First of all, many thanks for your time, efforts, and so on that it has taken to get the Arduino project as far as you and your team have. You've single-handedly transformed what used to be a clubby atmosphere in the embedded systems market with the excitement of open-source IDE's/hardware, excellent documentation, great boards for people to begin learning electronics on, etc. That's a huge achievement and the number of competitors imitating you is I guess a nice compliment.

That said, and I don't want to be rude, but where are we off-topic? We're comparing the Due to its competitors, it has features they don't and vice versa. Similar conversations go on all over the forums, comparing various Arduino boards to each other. Are you sensitive to the discussion of a competitors' product?

Many thanks again for all the work that you and your team do to push the Arduino business forward.

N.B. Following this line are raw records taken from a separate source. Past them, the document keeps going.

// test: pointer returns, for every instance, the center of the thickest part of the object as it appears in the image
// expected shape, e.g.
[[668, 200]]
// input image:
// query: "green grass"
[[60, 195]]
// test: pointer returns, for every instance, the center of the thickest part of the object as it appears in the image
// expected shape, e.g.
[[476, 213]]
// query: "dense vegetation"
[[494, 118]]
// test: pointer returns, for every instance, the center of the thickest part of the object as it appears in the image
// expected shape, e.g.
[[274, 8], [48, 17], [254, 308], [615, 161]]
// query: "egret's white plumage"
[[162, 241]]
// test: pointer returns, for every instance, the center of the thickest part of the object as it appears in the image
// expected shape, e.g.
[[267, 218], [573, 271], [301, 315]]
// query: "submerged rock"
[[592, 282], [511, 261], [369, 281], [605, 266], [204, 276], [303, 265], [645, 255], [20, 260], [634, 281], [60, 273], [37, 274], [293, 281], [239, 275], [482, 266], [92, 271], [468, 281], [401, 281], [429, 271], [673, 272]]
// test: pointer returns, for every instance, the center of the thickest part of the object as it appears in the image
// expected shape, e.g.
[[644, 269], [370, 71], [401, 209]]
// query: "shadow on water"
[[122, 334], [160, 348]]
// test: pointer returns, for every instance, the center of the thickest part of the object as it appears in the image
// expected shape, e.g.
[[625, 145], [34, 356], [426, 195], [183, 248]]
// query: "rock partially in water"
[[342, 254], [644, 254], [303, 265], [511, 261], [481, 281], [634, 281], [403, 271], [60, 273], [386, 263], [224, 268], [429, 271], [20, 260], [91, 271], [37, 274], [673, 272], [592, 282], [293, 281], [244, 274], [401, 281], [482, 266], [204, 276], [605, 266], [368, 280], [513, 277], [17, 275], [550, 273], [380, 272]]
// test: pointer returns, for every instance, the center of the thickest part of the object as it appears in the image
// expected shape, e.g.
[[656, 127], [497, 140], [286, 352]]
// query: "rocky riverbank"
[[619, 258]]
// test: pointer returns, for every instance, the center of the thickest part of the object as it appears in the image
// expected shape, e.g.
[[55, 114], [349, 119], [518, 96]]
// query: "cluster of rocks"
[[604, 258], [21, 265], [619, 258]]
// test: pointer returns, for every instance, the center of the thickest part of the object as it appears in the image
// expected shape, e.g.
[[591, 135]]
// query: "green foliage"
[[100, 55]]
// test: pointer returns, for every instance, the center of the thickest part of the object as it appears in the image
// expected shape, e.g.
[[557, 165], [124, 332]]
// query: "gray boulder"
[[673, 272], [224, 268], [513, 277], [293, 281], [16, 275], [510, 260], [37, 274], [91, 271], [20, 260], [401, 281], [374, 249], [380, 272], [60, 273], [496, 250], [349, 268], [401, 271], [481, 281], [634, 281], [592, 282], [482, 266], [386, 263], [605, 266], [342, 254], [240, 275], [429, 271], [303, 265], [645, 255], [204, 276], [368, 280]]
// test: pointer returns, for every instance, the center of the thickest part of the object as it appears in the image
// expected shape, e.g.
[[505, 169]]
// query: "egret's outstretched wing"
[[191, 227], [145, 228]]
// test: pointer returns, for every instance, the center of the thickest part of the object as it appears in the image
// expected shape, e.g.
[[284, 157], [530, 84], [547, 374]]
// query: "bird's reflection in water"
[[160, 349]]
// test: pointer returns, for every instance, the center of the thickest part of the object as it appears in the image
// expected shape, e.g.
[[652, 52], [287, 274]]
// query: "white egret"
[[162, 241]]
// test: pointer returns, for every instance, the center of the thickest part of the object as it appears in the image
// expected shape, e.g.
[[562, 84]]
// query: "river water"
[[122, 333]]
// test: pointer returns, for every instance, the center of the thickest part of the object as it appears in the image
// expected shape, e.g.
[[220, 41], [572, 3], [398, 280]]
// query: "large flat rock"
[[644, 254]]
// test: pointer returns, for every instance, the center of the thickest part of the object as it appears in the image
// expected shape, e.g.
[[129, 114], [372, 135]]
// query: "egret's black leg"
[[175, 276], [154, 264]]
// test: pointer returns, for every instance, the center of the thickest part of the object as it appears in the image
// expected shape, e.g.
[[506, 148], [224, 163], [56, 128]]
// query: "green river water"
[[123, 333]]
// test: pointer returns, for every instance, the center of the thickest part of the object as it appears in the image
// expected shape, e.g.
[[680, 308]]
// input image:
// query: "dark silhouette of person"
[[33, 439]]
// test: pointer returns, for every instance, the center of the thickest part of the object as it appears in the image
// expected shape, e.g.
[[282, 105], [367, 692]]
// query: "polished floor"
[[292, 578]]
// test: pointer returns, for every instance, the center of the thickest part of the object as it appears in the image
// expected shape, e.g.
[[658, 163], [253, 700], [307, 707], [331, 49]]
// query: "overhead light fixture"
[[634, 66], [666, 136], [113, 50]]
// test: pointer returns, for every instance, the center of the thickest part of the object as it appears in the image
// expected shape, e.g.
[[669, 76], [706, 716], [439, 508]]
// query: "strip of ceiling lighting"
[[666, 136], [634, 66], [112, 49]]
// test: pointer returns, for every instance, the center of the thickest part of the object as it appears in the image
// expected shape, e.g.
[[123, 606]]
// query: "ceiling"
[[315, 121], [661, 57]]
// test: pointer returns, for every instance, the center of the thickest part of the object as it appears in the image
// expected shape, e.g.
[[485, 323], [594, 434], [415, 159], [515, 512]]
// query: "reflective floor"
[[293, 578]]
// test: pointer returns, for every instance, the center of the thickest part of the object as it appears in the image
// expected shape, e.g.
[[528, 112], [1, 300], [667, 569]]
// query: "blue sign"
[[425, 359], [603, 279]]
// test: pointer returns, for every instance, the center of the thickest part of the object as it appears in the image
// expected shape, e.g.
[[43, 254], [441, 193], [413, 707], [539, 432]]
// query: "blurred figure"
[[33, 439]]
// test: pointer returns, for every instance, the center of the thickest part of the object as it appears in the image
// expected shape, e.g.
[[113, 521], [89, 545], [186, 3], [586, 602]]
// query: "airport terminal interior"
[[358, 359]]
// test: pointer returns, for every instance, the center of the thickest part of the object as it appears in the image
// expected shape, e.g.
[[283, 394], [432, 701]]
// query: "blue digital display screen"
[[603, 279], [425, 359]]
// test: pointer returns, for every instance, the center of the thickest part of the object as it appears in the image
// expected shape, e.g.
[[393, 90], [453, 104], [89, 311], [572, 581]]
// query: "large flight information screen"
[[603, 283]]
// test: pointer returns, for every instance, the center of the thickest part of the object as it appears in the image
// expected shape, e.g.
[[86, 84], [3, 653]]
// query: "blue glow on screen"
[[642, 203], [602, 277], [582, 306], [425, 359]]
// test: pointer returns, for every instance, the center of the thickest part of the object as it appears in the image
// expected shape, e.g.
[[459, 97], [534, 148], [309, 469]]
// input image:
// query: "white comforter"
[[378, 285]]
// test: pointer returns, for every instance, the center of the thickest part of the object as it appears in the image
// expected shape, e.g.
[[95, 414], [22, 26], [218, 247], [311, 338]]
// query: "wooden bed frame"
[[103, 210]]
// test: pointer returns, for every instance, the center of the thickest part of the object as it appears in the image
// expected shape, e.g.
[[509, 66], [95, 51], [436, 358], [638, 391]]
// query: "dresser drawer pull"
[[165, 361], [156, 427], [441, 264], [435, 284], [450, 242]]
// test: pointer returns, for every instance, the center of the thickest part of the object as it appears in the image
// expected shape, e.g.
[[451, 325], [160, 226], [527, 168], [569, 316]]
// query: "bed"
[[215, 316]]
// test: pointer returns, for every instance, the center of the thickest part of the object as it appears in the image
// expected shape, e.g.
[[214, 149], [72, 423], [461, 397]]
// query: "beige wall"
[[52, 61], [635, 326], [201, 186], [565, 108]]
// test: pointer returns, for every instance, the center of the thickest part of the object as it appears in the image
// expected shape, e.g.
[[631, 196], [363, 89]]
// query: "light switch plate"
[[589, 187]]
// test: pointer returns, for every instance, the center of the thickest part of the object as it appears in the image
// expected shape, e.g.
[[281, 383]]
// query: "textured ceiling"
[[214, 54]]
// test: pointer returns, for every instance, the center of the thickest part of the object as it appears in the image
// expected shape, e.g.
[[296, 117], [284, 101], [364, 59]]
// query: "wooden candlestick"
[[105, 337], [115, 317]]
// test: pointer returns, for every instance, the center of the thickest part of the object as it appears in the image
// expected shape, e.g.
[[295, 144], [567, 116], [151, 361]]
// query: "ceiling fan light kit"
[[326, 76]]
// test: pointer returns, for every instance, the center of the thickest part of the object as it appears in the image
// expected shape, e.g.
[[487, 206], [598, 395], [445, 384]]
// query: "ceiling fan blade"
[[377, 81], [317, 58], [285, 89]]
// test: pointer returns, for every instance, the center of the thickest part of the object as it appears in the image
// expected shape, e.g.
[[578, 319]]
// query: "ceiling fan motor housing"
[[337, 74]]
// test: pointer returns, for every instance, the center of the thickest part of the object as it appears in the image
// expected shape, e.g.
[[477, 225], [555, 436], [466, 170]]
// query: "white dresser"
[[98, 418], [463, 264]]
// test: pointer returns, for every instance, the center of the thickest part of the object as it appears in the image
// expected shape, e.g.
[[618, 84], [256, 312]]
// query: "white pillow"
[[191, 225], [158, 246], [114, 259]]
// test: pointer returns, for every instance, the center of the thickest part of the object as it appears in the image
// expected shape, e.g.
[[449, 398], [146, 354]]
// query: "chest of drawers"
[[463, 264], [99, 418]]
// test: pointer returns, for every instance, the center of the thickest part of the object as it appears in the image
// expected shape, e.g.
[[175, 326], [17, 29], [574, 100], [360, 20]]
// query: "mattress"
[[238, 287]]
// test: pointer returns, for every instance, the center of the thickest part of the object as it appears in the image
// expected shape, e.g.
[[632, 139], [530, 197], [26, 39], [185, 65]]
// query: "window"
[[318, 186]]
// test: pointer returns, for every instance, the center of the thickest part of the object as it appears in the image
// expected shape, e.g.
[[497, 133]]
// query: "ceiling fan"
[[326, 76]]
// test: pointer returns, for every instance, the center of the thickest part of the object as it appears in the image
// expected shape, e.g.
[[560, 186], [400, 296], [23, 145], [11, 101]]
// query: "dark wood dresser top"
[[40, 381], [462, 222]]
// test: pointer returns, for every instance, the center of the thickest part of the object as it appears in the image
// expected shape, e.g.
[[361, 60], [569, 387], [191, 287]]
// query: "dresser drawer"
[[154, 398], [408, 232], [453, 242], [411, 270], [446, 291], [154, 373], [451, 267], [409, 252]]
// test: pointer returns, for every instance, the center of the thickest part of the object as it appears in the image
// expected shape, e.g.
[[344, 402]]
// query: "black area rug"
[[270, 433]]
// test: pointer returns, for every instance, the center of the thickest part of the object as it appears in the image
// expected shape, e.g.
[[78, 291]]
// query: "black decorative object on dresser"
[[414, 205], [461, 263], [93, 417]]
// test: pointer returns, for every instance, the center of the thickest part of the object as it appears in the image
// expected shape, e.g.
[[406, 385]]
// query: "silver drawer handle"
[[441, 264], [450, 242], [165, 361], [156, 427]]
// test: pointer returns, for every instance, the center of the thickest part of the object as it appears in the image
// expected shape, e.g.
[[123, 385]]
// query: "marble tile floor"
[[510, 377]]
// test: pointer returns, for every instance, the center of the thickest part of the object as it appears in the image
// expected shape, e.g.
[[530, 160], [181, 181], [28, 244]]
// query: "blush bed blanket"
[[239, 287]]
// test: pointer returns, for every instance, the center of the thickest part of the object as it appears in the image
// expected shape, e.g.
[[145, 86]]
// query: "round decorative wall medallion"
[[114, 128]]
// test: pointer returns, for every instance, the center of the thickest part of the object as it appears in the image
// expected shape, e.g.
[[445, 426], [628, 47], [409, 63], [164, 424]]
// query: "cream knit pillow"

I guess that since Masssimo Banzi did not mention the topic of if there was a Due Mini/Nano officially in the works at the present time, then there probalby is not.

I had seen the Teensy 3.0 already at the time I first made this post, and that was why I naturally asked if there were any plans for an "Official" Arduino version with mor guaranteed future Software and hardware support.

As far as the Due Mega+ (Giga?) size factor goes, I will probalby only ever buy one for prototyping and so on. A Due Mini on the other hand more like 3+ for all those flying, walking, roling, swiming things where size/weight is definetely an issue. Never mind all the wearable and hideable stuff.

To CrossRoads:

Start writing up some requiremets, I'm sure it can be reduced to a smaller size.

  • desired size
  • desired power sourcing
  • desired pinouts
  • desired headers
  • desired built-in interfacing
  • etc.

Size: Same as the mini, Perhaps 4 to 8 Pins longer. Just as wide with perhaps a second parallel auter row of pins. I would prefer a rectangular board over a square one. More perimeter to surface area.
Headers: Suggestion: Male headers down for breadboard compatibility, Female headers up for additional pins.
Power sourcing/Interface: USB, Battery 5 to 15V, FTDI would be OK too.
Pinouts: 1.5 to double the amount of the pins on the Mini.

As to which pins... thats where the fun begins. Suggestions? I don't think there will be a please all solution here with all the available capabilities.

J

A small factor Due is in the list of boards that will come out.
There are a number of issues to solve ... for example with such a big processors it becomes hard to make something that would fit into a breadboard without removing access to most of the pins.

Any suggestions?

For example: Is it important to have the two separate USB connections or just the "native" connection would suffice?

m

Hi,
The 'other board' breaks out a set of perimeter pins and then leaves the others accessible through solder pads on the underside, this keeps the size down while providing access to a larger number of pins as an option. It seems like a sensible compromise for new generation boards.